Eşsiz kahraman Atatürk'ü şükran ve özlemle anıyoruz...

Eşsiz kahraman Atatürk'ü şükran ve özlemle anıyoruz...

Bahar çiçeklerinden hazan yapraklarına...

Atatürk son uykusundan uyanmadan, sükûn içinde bir sonbahar gününde 57 yıllık ömrünü bitirmişti. Yıllar, Onun fâni vücudunun ebediyete intikal edişi üzerinde yığılıyor.
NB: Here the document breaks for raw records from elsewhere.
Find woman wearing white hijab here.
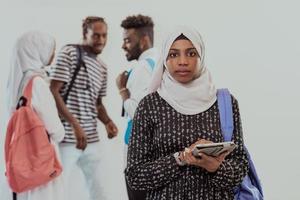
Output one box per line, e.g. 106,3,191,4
6,31,65,200
126,27,248,200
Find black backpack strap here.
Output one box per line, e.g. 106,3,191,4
13,192,17,200
63,44,84,103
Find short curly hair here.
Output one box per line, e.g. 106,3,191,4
82,16,107,38
121,14,154,44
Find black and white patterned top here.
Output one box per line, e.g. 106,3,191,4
50,45,107,143
125,92,248,200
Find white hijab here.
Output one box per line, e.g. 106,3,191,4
150,26,217,115
7,31,55,116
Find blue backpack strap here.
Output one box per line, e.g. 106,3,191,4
217,89,263,200
217,88,233,142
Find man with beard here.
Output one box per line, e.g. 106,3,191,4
50,16,118,200
117,15,158,200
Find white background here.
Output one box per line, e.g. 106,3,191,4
0,0,300,200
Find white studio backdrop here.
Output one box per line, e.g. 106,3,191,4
0,0,300,200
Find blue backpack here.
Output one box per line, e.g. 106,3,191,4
217,89,264,200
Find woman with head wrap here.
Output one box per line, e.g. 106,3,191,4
125,27,248,200
7,31,65,200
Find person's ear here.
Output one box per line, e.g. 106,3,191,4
140,35,151,50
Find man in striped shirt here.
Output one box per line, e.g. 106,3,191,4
50,17,118,200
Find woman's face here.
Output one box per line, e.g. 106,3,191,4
167,39,199,83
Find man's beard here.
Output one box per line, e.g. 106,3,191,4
127,44,142,61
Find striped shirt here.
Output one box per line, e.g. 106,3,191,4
50,45,107,143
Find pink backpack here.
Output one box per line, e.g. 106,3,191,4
5,77,62,193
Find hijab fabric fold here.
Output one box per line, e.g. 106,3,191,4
7,31,55,116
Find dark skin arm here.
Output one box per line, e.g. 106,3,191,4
97,98,118,139
116,71,130,101
50,80,87,150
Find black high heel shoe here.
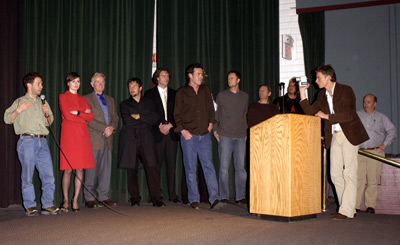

Onun ölümüne, tabiatın solan yaprakları ve nemli havası bütün milletle beraber ağladı.

Fakat O, ölümünden üç gün evvel bu ayrılığa hazırlanmış gibi idi. 6 Kasım Pazar günü yatağının başı ucunda kendisine doğrulabilmesi için yardım ederken, zayıf omuzlarında hissettiği takatsizliği yenmek istediği görülüyordu. İnsan iradesinin tabiat üstüne çıkamadığını görmekle beraber etrafında bulunanlara ümitsizlik vermek istememişti. "İyi olacağım ve Ankara'ya gideceğiz." sözü, onun sesinde bir ihtizaz dahi yapmadan telâffuz edilmişti, belki de öleceğini bildiği halde son sözlerini ümit ve iyilikle bitirmek istemişti.

Bir ilkbahar mevsiminde hastalığı ilerleyen fâni Atatürk, o yılın sonbahar yaprakları ile beraber toprağa düştü. Tabiat kanunları, Tanrının buyruğu bu yolda idi.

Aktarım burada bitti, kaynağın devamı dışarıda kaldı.